Remembering September 11, Then and Now
September 11 is one of those iconic events that every American remembers differently depending on the circumstances of their life.
I was still reeling from the death of my own husband two years earlier from cancer, and now I was witnessing another community of people being thrown into grief, this time not from a relentless illness, but from an unspeakable act of violence. To know that these people were entering the depths of despair from an act of conscious will was unthinkable to me, then and still now.

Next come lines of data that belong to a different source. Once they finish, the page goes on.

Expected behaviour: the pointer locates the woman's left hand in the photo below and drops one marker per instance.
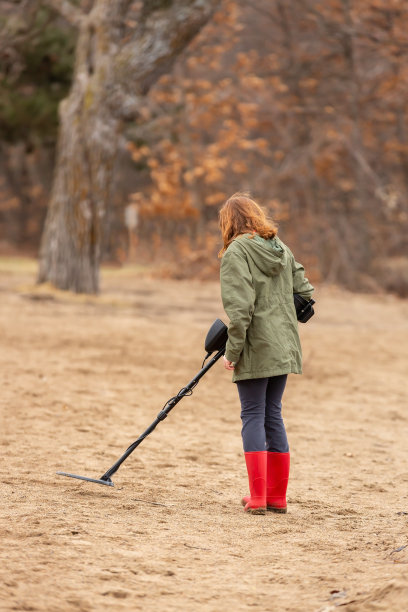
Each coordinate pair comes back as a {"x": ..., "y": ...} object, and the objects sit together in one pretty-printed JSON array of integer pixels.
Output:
[{"x": 228, "y": 365}]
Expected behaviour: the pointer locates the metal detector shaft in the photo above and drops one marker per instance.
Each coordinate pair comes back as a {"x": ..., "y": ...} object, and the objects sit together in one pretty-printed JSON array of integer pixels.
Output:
[{"x": 163, "y": 414}]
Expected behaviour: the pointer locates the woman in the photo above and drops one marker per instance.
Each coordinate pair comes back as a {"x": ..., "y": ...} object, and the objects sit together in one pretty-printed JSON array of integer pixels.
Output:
[{"x": 259, "y": 276}]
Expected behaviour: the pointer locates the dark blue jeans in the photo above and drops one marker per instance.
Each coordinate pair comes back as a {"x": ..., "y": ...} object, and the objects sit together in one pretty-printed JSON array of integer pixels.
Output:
[{"x": 261, "y": 414}]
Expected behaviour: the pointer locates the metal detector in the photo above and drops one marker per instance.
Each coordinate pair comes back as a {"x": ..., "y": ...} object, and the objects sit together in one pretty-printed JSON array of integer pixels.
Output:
[{"x": 215, "y": 341}]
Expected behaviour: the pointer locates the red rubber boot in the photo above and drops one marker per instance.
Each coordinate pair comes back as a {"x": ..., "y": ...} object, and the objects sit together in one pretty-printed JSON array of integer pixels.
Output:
[
  {"x": 256, "y": 467},
  {"x": 277, "y": 481}
]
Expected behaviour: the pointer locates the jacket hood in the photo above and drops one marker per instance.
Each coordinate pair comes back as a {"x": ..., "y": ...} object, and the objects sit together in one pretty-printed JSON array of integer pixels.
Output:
[{"x": 268, "y": 255}]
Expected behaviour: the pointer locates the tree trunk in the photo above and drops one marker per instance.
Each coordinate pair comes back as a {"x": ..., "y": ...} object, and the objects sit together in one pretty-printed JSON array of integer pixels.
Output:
[{"x": 111, "y": 77}]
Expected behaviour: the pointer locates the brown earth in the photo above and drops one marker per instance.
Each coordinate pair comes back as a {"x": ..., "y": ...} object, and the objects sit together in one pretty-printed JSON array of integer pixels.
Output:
[{"x": 82, "y": 377}]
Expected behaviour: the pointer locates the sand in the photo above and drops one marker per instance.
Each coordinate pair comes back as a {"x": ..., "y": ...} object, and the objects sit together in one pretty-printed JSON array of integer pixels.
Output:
[{"x": 81, "y": 378}]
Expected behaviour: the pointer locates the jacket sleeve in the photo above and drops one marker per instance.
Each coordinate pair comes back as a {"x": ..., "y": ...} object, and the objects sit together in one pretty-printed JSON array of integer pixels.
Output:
[
  {"x": 300, "y": 282},
  {"x": 238, "y": 298}
]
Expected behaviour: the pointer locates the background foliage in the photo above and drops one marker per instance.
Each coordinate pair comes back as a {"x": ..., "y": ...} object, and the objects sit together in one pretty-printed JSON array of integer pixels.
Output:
[{"x": 302, "y": 102}]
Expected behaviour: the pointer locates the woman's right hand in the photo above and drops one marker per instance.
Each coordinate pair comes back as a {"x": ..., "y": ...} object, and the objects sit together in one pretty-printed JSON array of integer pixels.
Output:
[{"x": 228, "y": 365}]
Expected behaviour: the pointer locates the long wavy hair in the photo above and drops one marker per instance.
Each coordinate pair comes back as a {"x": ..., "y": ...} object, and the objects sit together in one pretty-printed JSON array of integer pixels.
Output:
[{"x": 242, "y": 215}]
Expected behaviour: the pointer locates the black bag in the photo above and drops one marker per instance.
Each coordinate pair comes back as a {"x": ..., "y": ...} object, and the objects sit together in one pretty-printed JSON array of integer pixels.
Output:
[{"x": 304, "y": 308}]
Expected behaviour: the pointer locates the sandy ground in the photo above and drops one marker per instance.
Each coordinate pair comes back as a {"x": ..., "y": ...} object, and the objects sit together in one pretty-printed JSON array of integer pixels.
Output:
[{"x": 81, "y": 378}]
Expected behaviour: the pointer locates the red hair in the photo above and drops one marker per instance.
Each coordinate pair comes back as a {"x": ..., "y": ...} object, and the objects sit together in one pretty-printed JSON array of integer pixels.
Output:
[{"x": 242, "y": 215}]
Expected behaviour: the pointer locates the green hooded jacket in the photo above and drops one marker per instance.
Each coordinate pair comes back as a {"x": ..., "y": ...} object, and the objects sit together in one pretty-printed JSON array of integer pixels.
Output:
[{"x": 258, "y": 280}]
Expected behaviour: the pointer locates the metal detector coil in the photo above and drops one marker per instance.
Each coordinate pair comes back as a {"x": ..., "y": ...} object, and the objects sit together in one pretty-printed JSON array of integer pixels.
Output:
[{"x": 215, "y": 341}]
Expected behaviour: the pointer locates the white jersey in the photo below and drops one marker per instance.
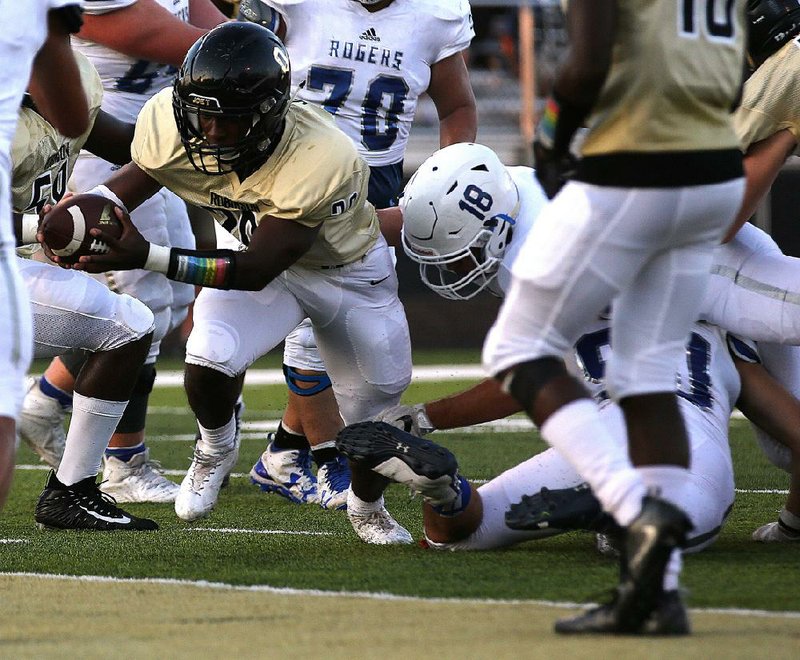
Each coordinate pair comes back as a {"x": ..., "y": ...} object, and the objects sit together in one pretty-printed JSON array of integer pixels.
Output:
[
  {"x": 24, "y": 31},
  {"x": 127, "y": 82},
  {"x": 369, "y": 69},
  {"x": 531, "y": 201}
]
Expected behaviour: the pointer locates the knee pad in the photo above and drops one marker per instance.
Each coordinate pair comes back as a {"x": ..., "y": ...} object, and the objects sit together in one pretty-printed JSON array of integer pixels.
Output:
[
  {"x": 133, "y": 419},
  {"x": 74, "y": 360},
  {"x": 215, "y": 345},
  {"x": 316, "y": 383}
]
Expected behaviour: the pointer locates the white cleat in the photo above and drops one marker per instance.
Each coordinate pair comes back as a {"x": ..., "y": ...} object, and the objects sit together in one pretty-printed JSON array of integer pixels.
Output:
[
  {"x": 200, "y": 487},
  {"x": 377, "y": 527},
  {"x": 775, "y": 532},
  {"x": 137, "y": 480},
  {"x": 41, "y": 424}
]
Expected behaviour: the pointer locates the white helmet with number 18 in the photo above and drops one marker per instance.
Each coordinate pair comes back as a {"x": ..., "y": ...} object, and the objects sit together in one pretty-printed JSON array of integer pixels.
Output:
[{"x": 459, "y": 210}]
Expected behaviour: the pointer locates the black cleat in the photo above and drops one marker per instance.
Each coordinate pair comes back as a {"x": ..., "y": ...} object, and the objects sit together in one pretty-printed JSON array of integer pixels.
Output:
[
  {"x": 83, "y": 506},
  {"x": 561, "y": 508},
  {"x": 650, "y": 539},
  {"x": 422, "y": 465},
  {"x": 668, "y": 618}
]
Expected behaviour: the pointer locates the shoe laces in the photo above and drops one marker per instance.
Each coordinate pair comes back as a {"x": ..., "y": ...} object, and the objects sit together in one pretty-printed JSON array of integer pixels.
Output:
[
  {"x": 101, "y": 502},
  {"x": 337, "y": 474},
  {"x": 203, "y": 466}
]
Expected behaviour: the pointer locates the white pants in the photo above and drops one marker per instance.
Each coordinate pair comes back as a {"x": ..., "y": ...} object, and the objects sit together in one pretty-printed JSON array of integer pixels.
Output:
[
  {"x": 361, "y": 328},
  {"x": 162, "y": 220},
  {"x": 706, "y": 501},
  {"x": 15, "y": 311},
  {"x": 754, "y": 289},
  {"x": 649, "y": 250},
  {"x": 73, "y": 310}
]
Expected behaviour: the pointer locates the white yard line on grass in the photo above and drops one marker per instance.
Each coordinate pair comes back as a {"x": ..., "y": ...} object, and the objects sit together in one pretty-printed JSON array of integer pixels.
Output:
[
  {"x": 204, "y": 584},
  {"x": 231, "y": 530},
  {"x": 242, "y": 475}
]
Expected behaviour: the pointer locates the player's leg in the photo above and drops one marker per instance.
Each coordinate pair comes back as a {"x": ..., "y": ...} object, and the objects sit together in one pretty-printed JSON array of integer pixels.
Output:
[
  {"x": 231, "y": 330},
  {"x": 589, "y": 244},
  {"x": 556, "y": 292},
  {"x": 362, "y": 333},
  {"x": 310, "y": 421},
  {"x": 753, "y": 290},
  {"x": 15, "y": 343},
  {"x": 72, "y": 310},
  {"x": 127, "y": 469}
]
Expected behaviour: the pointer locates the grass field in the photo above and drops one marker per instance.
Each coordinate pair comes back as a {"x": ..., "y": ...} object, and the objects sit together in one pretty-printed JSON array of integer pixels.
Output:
[{"x": 269, "y": 560}]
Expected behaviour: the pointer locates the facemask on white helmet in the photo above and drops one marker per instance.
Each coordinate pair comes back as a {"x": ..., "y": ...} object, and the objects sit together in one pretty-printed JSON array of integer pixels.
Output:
[{"x": 459, "y": 210}]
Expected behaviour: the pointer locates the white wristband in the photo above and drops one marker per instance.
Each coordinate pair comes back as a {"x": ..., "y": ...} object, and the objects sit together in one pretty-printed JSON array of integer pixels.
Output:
[
  {"x": 106, "y": 192},
  {"x": 30, "y": 225},
  {"x": 158, "y": 258}
]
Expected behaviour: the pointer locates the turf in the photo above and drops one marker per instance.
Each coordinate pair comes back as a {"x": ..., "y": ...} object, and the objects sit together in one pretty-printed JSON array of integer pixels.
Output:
[{"x": 734, "y": 573}]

But at the time the shock was too great to ask why or how or what is the meaning. Those questions didn't matter. We were all living together the human experience of lives cut short way too soon and the raw pain of death and loss and grief.
Now we are ten years removed from that awful day. No grief ever leaves completely, it becomes part of the experience with which we create our lives, and our outlook, and our hopes and dreams. Every American has incorporated this into their own personal history in a unique way.
For me, I choose to live in a society that honors those we have lost, and comforts those who suffer, and welcomes those who were once strangers but now are cherished friends. We are now touched by the reality of war, some of us with losses deeply personal, others from being in community with those who grieve. How even more urgent is the need to work for peace, to cherish diversity, to establish bonds of understanding and friendship with people in our neighborhood and across the world.
May this day of grief become a day of consolation and may we work with heart and soul to remove the scourge of war from our globe.